Untuk mengukur keberhasilan motivasi yang  saya lakukan cukup sederhana, setelah bel masuk istirahat berbunyi,  saya bergegas untuk masuk kelas dan duduk di meja guru kelas. Tanpa saya memberi perintah apapun saya akan menghitung berapa jumlah siswa yang tertib masuk dan mau fokus belajar dengan membuka bukunya kembali misalnya, berapa siswa yang masih berkeliaran diluar kelas dan masih dikantin. Semakin sedikit mereka untuk melanggar aturan tanpa diingatkan sebelumnya maka progres motivasi belajar menunjukkan tren positif. Bapak/ibu bisa melakukan berbagai cara yang lain untuk mengukur keberhasilan motivasi belajar secara kualitatif. Jika Anda bertanya bagaimana hasil dari cara yang saya lakukan, berhasil atau tidak ? bagi saya cukup berhasil dengan persentase tergantung kemauan, keseriusan, keuletan dan kesediaan waktu kita untuk siswa.

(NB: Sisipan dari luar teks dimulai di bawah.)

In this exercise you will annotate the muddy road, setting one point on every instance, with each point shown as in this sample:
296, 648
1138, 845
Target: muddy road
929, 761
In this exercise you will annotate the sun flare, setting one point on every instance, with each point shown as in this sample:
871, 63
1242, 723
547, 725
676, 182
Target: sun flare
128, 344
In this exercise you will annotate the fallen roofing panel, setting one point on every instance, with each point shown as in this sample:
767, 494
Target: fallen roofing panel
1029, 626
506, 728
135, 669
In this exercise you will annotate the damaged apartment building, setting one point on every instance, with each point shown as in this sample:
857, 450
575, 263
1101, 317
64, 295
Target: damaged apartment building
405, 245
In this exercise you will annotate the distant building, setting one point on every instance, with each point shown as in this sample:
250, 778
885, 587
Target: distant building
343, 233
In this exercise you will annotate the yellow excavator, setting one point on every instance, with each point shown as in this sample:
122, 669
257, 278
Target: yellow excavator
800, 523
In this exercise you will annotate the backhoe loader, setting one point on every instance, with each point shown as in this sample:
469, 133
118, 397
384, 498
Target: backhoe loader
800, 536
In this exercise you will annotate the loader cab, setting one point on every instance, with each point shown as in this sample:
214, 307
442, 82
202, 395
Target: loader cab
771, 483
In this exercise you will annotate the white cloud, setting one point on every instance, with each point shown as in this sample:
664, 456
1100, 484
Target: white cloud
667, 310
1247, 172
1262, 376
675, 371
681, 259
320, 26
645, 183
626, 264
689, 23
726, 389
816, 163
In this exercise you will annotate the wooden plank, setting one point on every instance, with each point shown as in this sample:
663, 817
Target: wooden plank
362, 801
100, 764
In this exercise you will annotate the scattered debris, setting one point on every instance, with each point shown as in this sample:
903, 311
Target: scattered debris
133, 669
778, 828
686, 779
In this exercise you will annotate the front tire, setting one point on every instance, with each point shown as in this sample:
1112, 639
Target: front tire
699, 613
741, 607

Dari tulisan saya ini, sudah saatnya pemerintah memikirkan betapa motivasi belajar yang muncul dari siswa sendiri sangat penting lebih dari aktifitas pembelajarannya itu sendiri. Jika sebagian besar siswa sudah termotivasi, aktifitas pembelajaran jenis apapun akan mudah dilakukan dengan hasil maksimal. Tugas pemerintah adalah membuat sistem dan memastikan semua  orang atau lembaga yang terlibat dalam proses pembelajaran kelas tersebut  berjalan  efektif dan sesuai fungsinya untuk memacu keberhasilan siswa .  Guru adalah awal adalah akhir dari pembelajaran, sistem reward dan punishment yang sampai saat ini belum jelas , sudah seharusnya diatur seadil adilnya untuk memicu motivasi guru untuk mengurus ladang kelasnya dengan tanaman yang baik dalam mempersiapkan generasi yang unggul dimasa yang akan datang. Guru yang mampu memicu siswanya mendapatkan self motivated seharunya mendapat penghargaan tinggi baik dari pendapatan kinerjanya, demikian juga bagi guru yang tidak mampu harus terus memperbaiki diri dan harus legowo dengan pendapatan lebih rendah dari guru yang bisa mendorong siswanya bersemangat belajar. Banyak pihak yang menganggap lahirnya tunjangan sertifikasi guru tidak berbanding lurus dengan kualitas pembelajaran karena reward ini tidak diukur dari sebuah kinerja. Hanya sekedar sent bukan delivered. Kami menunggu sistem parameter yang akan diciptakan Mas Menteri agar lebih objektif , adil dan mengukur terhadap seharusnya yang diukur.

Maaf, walaupun tulisan ini sedikit berbelok, namun kita tetap berkeinginan inisiatif untuk memutus rantai yang membelenggu siswa karena rendahnya dalam minat belajar. Dan lingkaran rantai itu seharusnya kita mulai dari seorang guru.